Are you familiar with the safety shut off valve on the propane tank....   Close the needle valve, close the tank valve......    SLOWLY open the tank valve.... you should hear a "ping" or something as the safety valve resets itself.....   the safety vale is designed to close off the propane supply if there is an "open" condition on the down stream side....  closing the needle valve, corrects that condition and all should be good.....


----------



## bigdog72

Thanks Dave. I was not aware of that. I've used a propane grill for years, but never run across this. I had to finish the ribs in the oven this time, so I'll give that a try next time.


----------



## bigdog72

It did seen like the propane shut off.


----------



## bigdog72

Tried the procedure you described and now I can't get any gas to come out at all. Can the safety valve get stuck? I'm seriously thinking about returning the needle valve. At least with the old hose the flame stayed lit, I just couldn't get the temps down below 250.


----------



## bmudd14474

Ive had a bad tank valve before. Have you removed the needle valve and just try it direct to the smoker?


----------



## bigdog72

May be a couple of issues going on. Just got the safety valve unstuck but this time it appears either the wind blew out the flame or it's losing oxygen with the door closed. The flame went out, but I still had gas flowing.


----------



## daveomak

If the smoker is air tight, no air flow, the flame will go out.....   check the exhaust holes in the smoker body....


----------



## demosthenes9

A needle valve only gives you more precise control over the flame.  Even with it in place, if the flame is very low, it could get blown out by the wind.     One thing you could do would be to set up a wind break to shield the flame.

On a broader note, are you using a water pan or something else as a heat synch?


----------



## bigdog72

Yes, I'm using a water pan.


----------



## daveomak

Without proper exhaust, steam can snuff the flame......   with the small burner, you do not need a water pan to keep the heat low...... 
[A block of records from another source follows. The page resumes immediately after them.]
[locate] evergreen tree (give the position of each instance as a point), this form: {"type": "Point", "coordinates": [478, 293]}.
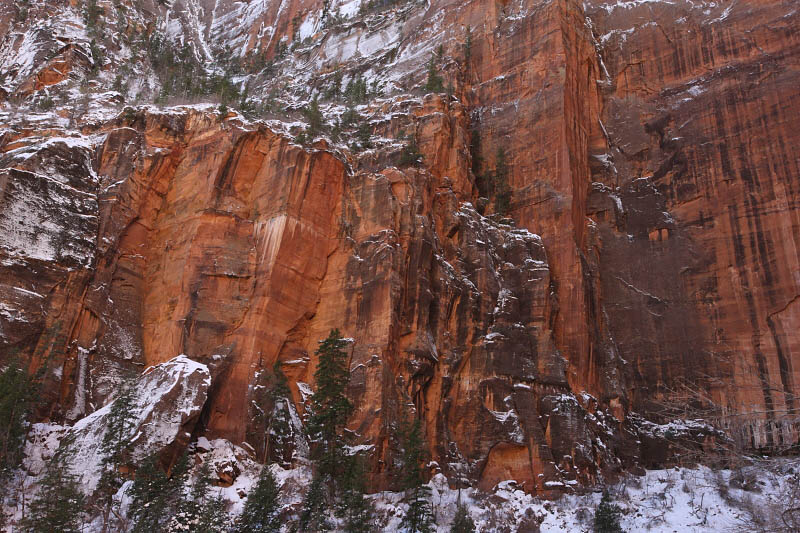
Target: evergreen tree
{"type": "Point", "coordinates": [115, 448]}
{"type": "Point", "coordinates": [353, 506]}
{"type": "Point", "coordinates": [260, 513]}
{"type": "Point", "coordinates": [58, 506]}
{"type": "Point", "coordinates": [356, 91]}
{"type": "Point", "coordinates": [607, 515]}
{"type": "Point", "coordinates": [502, 199]}
{"type": "Point", "coordinates": [200, 513]}
{"type": "Point", "coordinates": [314, 516]}
{"type": "Point", "coordinates": [280, 429]}
{"type": "Point", "coordinates": [314, 117]}
{"type": "Point", "coordinates": [419, 516]}
{"type": "Point", "coordinates": [410, 155]}
{"type": "Point", "coordinates": [434, 84]}
{"type": "Point", "coordinates": [91, 15]}
{"type": "Point", "coordinates": [462, 522]}
{"type": "Point", "coordinates": [330, 407]}
{"type": "Point", "coordinates": [467, 46]}
{"type": "Point", "coordinates": [17, 393]}
{"type": "Point", "coordinates": [364, 135]}
{"type": "Point", "coordinates": [155, 496]}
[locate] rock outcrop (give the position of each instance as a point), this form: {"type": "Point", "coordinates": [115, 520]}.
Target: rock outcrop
{"type": "Point", "coordinates": [647, 266]}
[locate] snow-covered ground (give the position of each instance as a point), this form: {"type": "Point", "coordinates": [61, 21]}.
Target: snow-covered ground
{"type": "Point", "coordinates": [700, 499]}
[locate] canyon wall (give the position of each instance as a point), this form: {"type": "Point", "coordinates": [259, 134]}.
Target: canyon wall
{"type": "Point", "coordinates": [647, 268]}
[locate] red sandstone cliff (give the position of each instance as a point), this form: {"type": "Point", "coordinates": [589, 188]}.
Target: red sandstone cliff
{"type": "Point", "coordinates": [650, 267]}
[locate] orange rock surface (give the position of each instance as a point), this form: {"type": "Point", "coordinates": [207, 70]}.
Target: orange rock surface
{"type": "Point", "coordinates": [651, 270]}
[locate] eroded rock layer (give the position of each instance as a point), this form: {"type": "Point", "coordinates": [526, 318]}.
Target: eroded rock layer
{"type": "Point", "coordinates": [648, 267]}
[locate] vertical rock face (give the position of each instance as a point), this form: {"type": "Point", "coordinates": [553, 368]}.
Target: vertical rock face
{"type": "Point", "coordinates": [647, 267]}
{"type": "Point", "coordinates": [698, 111]}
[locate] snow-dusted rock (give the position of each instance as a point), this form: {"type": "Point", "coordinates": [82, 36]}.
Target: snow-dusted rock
{"type": "Point", "coordinates": [169, 398]}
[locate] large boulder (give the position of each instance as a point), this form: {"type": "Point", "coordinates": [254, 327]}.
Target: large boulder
{"type": "Point", "coordinates": [168, 401]}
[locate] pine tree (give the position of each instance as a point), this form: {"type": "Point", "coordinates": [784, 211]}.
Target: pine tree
{"type": "Point", "coordinates": [260, 513]}
{"type": "Point", "coordinates": [353, 506]}
{"type": "Point", "coordinates": [58, 506]}
{"type": "Point", "coordinates": [467, 46]}
{"type": "Point", "coordinates": [314, 516]}
{"type": "Point", "coordinates": [607, 515]}
{"type": "Point", "coordinates": [434, 84]}
{"type": "Point", "coordinates": [502, 199]}
{"type": "Point", "coordinates": [314, 117]}
{"type": "Point", "coordinates": [91, 15]}
{"type": "Point", "coordinates": [419, 516]}
{"type": "Point", "coordinates": [364, 135]}
{"type": "Point", "coordinates": [330, 407]}
{"type": "Point", "coordinates": [280, 429]}
{"type": "Point", "coordinates": [17, 393]}
{"type": "Point", "coordinates": [462, 522]}
{"type": "Point", "coordinates": [155, 496]}
{"type": "Point", "coordinates": [200, 512]}
{"type": "Point", "coordinates": [115, 448]}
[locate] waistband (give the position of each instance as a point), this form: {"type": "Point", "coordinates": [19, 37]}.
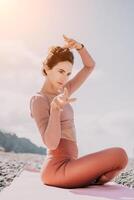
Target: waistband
{"type": "Point", "coordinates": [65, 149]}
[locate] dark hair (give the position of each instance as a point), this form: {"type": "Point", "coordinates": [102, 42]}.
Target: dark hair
{"type": "Point", "coordinates": [57, 54]}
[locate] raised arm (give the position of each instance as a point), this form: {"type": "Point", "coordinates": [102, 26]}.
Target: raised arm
{"type": "Point", "coordinates": [82, 75]}
{"type": "Point", "coordinates": [47, 122]}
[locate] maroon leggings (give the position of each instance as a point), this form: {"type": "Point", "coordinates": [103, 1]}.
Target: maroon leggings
{"type": "Point", "coordinates": [62, 167]}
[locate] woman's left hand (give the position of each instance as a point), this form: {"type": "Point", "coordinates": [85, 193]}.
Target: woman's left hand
{"type": "Point", "coordinates": [71, 43]}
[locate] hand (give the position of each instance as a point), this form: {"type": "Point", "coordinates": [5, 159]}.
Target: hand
{"type": "Point", "coordinates": [61, 100]}
{"type": "Point", "coordinates": [71, 43]}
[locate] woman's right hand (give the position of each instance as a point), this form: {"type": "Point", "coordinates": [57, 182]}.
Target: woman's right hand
{"type": "Point", "coordinates": [61, 100]}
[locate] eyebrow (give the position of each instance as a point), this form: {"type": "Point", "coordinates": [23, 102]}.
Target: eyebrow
{"type": "Point", "coordinates": [64, 71]}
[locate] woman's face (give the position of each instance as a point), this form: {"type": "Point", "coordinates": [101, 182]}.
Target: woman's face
{"type": "Point", "coordinates": [59, 74]}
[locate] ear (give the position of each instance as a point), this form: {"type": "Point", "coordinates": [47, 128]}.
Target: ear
{"type": "Point", "coordinates": [46, 68]}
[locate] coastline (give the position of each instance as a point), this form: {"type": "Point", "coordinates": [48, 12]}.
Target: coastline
{"type": "Point", "coordinates": [12, 164]}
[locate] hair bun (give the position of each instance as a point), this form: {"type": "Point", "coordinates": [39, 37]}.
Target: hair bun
{"type": "Point", "coordinates": [55, 50]}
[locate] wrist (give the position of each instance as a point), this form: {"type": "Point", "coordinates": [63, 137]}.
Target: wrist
{"type": "Point", "coordinates": [81, 47]}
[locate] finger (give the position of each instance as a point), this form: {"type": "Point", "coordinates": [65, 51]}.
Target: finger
{"type": "Point", "coordinates": [66, 46]}
{"type": "Point", "coordinates": [72, 100]}
{"type": "Point", "coordinates": [65, 94]}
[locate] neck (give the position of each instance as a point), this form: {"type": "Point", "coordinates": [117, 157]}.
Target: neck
{"type": "Point", "coordinates": [49, 88]}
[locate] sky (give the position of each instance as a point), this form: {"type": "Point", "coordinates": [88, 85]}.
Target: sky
{"type": "Point", "coordinates": [104, 110]}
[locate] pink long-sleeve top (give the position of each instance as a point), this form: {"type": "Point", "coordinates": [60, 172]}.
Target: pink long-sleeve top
{"type": "Point", "coordinates": [63, 122]}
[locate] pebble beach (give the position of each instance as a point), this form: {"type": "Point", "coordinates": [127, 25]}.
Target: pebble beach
{"type": "Point", "coordinates": [12, 164]}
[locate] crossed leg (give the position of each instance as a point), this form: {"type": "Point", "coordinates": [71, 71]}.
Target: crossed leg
{"type": "Point", "coordinates": [103, 166]}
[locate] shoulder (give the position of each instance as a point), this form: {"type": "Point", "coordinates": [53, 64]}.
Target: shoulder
{"type": "Point", "coordinates": [39, 102]}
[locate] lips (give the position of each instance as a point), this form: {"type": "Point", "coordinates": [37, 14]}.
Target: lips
{"type": "Point", "coordinates": [60, 83]}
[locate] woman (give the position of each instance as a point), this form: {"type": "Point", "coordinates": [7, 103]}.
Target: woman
{"type": "Point", "coordinates": [54, 116]}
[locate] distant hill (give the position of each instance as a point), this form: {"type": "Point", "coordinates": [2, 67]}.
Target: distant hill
{"type": "Point", "coordinates": [10, 142]}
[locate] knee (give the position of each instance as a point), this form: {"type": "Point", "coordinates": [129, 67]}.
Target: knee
{"type": "Point", "coordinates": [122, 157]}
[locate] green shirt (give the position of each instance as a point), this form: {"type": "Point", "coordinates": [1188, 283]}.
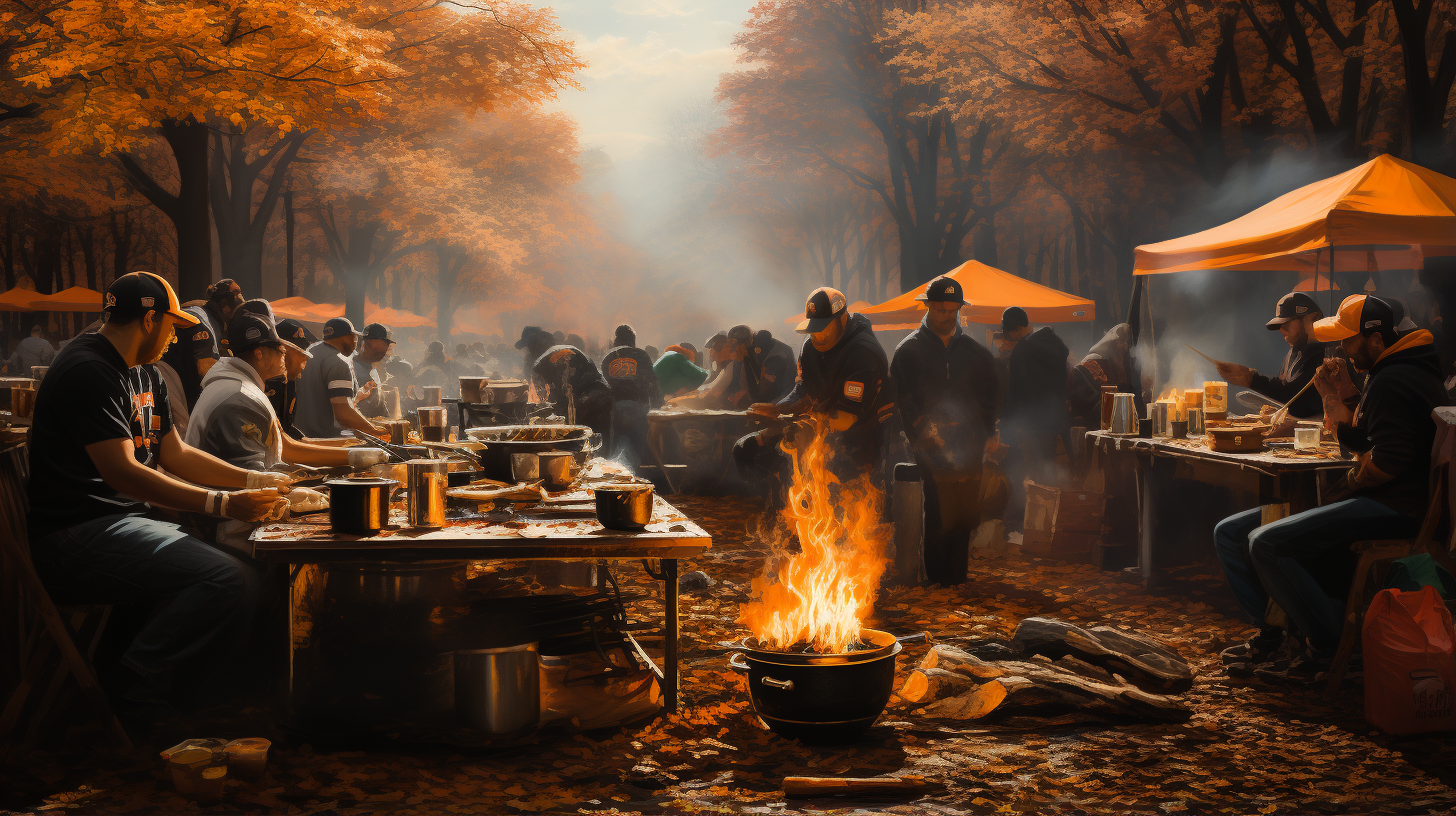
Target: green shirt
{"type": "Point", "coordinates": [674, 372]}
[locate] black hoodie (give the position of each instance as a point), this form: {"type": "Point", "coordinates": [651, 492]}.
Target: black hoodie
{"type": "Point", "coordinates": [1394, 429]}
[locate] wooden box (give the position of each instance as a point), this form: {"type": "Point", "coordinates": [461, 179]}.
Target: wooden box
{"type": "Point", "coordinates": [1062, 523]}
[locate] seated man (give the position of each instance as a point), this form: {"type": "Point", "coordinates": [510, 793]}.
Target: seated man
{"type": "Point", "coordinates": [1303, 563]}
{"type": "Point", "coordinates": [102, 427]}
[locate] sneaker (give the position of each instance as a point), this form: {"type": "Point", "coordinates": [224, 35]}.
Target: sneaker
{"type": "Point", "coordinates": [1260, 649]}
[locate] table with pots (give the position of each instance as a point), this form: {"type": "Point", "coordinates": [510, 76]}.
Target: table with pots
{"type": "Point", "coordinates": [370, 576]}
{"type": "Point", "coordinates": [1193, 436]}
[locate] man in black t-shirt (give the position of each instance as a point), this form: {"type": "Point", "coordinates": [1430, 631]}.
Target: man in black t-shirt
{"type": "Point", "coordinates": [102, 427]}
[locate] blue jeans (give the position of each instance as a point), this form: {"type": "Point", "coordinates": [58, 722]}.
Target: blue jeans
{"type": "Point", "coordinates": [131, 560]}
{"type": "Point", "coordinates": [1303, 563]}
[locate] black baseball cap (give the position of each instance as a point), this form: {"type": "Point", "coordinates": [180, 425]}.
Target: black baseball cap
{"type": "Point", "coordinates": [944, 290]}
{"type": "Point", "coordinates": [1014, 318]}
{"type": "Point", "coordinates": [296, 332]}
{"type": "Point", "coordinates": [526, 335]}
{"type": "Point", "coordinates": [137, 293]}
{"type": "Point", "coordinates": [1292, 308]}
{"type": "Point", "coordinates": [338, 327]}
{"type": "Point", "coordinates": [820, 309]}
{"type": "Point", "coordinates": [377, 331]}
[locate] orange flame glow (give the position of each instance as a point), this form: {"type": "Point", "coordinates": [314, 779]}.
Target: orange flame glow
{"type": "Point", "coordinates": [820, 593]}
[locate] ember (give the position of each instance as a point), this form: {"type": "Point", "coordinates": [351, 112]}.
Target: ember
{"type": "Point", "coordinates": [813, 599]}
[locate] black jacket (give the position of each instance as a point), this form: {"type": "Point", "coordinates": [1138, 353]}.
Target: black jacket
{"type": "Point", "coordinates": [1037, 385]}
{"type": "Point", "coordinates": [629, 372]}
{"type": "Point", "coordinates": [853, 376]}
{"type": "Point", "coordinates": [947, 398]}
{"type": "Point", "coordinates": [1299, 367]}
{"type": "Point", "coordinates": [1394, 429]}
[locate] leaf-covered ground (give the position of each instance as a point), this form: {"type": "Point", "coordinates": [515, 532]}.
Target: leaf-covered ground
{"type": "Point", "coordinates": [1247, 749]}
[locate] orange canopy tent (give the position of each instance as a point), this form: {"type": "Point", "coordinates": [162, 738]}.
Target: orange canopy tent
{"type": "Point", "coordinates": [1385, 209]}
{"type": "Point", "coordinates": [989, 292]}
{"type": "Point", "coordinates": [73, 299]}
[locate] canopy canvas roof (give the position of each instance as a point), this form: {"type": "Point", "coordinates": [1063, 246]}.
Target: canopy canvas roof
{"type": "Point", "coordinates": [1381, 212]}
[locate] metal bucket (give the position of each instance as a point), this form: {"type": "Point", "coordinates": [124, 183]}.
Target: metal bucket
{"type": "Point", "coordinates": [498, 689]}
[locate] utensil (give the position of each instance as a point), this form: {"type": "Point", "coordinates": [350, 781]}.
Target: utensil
{"type": "Point", "coordinates": [623, 507]}
{"type": "Point", "coordinates": [358, 506]}
{"type": "Point", "coordinates": [498, 689]}
{"type": "Point", "coordinates": [1124, 416]}
{"type": "Point", "coordinates": [558, 468]}
{"type": "Point", "coordinates": [427, 483]}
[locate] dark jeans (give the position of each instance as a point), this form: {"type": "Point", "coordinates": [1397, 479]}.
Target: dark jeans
{"type": "Point", "coordinates": [952, 510]}
{"type": "Point", "coordinates": [1303, 563]}
{"type": "Point", "coordinates": [133, 560]}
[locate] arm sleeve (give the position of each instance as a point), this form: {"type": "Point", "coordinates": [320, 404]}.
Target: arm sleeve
{"type": "Point", "coordinates": [338, 378]}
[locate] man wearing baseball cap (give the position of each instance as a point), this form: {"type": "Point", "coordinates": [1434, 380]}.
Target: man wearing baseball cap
{"type": "Point", "coordinates": [102, 452]}
{"type": "Point", "coordinates": [945, 388]}
{"type": "Point", "coordinates": [1295, 318]}
{"type": "Point", "coordinates": [328, 388]}
{"type": "Point", "coordinates": [1303, 563]}
{"type": "Point", "coordinates": [843, 382]}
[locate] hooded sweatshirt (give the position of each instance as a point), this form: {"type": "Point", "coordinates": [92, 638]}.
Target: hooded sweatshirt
{"type": "Point", "coordinates": [233, 418]}
{"type": "Point", "coordinates": [1394, 430]}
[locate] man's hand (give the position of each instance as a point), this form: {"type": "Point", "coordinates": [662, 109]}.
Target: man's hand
{"type": "Point", "coordinates": [1235, 373]}
{"type": "Point", "coordinates": [251, 504]}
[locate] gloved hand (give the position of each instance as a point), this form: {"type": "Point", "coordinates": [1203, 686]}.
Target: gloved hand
{"type": "Point", "coordinates": [265, 478]}
{"type": "Point", "coordinates": [361, 458]}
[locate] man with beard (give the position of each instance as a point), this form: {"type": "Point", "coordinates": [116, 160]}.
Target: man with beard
{"type": "Point", "coordinates": [945, 386]}
{"type": "Point", "coordinates": [104, 452]}
{"type": "Point", "coordinates": [843, 382]}
{"type": "Point", "coordinates": [1303, 563]}
{"type": "Point", "coordinates": [1295, 318]}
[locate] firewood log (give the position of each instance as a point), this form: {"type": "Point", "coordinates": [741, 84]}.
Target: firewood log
{"type": "Point", "coordinates": [1134, 656]}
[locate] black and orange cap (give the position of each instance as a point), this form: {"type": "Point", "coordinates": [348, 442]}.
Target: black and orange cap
{"type": "Point", "coordinates": [137, 293]}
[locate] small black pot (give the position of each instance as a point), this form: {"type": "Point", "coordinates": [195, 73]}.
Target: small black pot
{"type": "Point", "coordinates": [358, 506]}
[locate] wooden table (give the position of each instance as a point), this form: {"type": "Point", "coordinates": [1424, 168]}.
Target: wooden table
{"type": "Point", "coordinates": [536, 534]}
{"type": "Point", "coordinates": [1284, 484]}
{"type": "Point", "coordinates": [712, 461]}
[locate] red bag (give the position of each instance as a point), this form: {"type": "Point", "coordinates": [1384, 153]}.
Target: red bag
{"type": "Point", "coordinates": [1410, 662]}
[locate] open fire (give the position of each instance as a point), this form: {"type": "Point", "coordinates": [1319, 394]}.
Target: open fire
{"type": "Point", "coordinates": [816, 596]}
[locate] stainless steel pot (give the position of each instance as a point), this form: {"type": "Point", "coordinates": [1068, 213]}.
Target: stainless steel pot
{"type": "Point", "coordinates": [498, 689]}
{"type": "Point", "coordinates": [623, 507]}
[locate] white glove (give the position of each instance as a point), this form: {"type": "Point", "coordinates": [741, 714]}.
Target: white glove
{"type": "Point", "coordinates": [361, 458]}
{"type": "Point", "coordinates": [265, 478]}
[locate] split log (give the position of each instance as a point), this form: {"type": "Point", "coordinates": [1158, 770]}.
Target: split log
{"type": "Point", "coordinates": [1143, 662]}
{"type": "Point", "coordinates": [1038, 685]}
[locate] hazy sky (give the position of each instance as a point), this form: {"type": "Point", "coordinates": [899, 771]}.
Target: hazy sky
{"type": "Point", "coordinates": [647, 59]}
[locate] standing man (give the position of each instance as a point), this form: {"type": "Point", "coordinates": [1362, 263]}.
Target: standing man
{"type": "Point", "coordinates": [1035, 410]}
{"type": "Point", "coordinates": [1295, 318]}
{"type": "Point", "coordinates": [374, 346]}
{"type": "Point", "coordinates": [1303, 561]}
{"type": "Point", "coordinates": [945, 386]}
{"type": "Point", "coordinates": [634, 392]}
{"type": "Point", "coordinates": [843, 381]}
{"type": "Point", "coordinates": [328, 389]}
{"type": "Point", "coordinates": [101, 432]}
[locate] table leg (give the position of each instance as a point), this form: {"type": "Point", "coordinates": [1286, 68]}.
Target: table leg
{"type": "Point", "coordinates": [670, 676]}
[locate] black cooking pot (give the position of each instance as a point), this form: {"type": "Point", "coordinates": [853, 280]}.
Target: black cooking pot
{"type": "Point", "coordinates": [820, 698]}
{"type": "Point", "coordinates": [358, 506]}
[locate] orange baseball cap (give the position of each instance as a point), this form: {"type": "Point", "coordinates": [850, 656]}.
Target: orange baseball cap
{"type": "Point", "coordinates": [1359, 314]}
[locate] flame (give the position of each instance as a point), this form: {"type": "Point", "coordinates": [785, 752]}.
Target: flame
{"type": "Point", "coordinates": [820, 593]}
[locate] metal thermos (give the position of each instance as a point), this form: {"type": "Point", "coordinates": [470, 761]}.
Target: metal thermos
{"type": "Point", "coordinates": [498, 689]}
{"type": "Point", "coordinates": [427, 481]}
{"type": "Point", "coordinates": [1124, 416]}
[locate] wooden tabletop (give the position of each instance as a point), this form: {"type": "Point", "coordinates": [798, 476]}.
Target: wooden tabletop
{"type": "Point", "coordinates": [1265, 461]}
{"type": "Point", "coordinates": [537, 532]}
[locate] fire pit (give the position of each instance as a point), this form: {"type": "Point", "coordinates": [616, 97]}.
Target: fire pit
{"type": "Point", "coordinates": [816, 697]}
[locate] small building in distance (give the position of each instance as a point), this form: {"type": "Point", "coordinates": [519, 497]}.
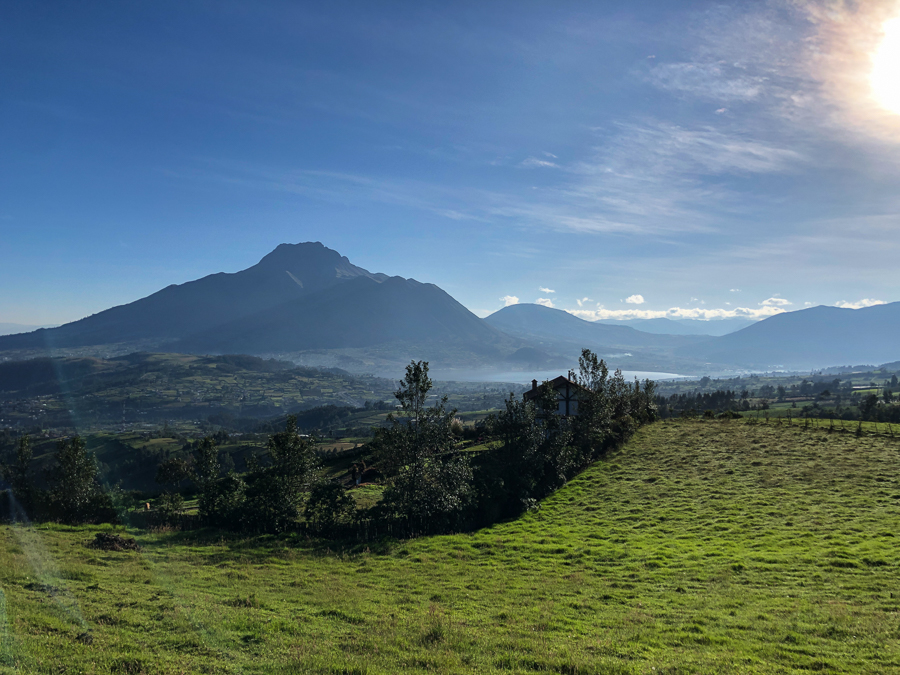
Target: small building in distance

Generally speaking....  manufacturers put a water pan in the smoker because, the burner puts out too much heat, and won't provide a low temp..  the water sucks up BTU'S to lower the temp.....


----------



## bdperzo

I had trouble keeping my smoker build burner lit, then saw DaveOmak's reply to your post, and I increased my exhaust to 4" and it works great now, Thanks Dave. Smoking a brisket today and its holding at about 240 on the burner side, a little cooler at the exhaust side.













H-bigger exhaust pipe .jpg



__ bdperzo
__ Aug 8, 2014


----------



## bigdog72

Got rid of the crappy needle valve regulator. Returned it to Amazon. Using it without a regulator and it works great now.


----------



## ps0303

You're the second person I have seen here with that style needle valve that has had problems.  I am wondering if that style is not correct for the application.  Yes wind on a really low flame is going to obviously cause issue too.  If you ever wanted or needed to reconsider the needle valve idea, look at this one instead and see if it works better for you.  I run this on my Masterforge and don't have low flame issues unless it's windy out.

http://www.bayouclassicstore.com/Replacement_parts/7000.html


----------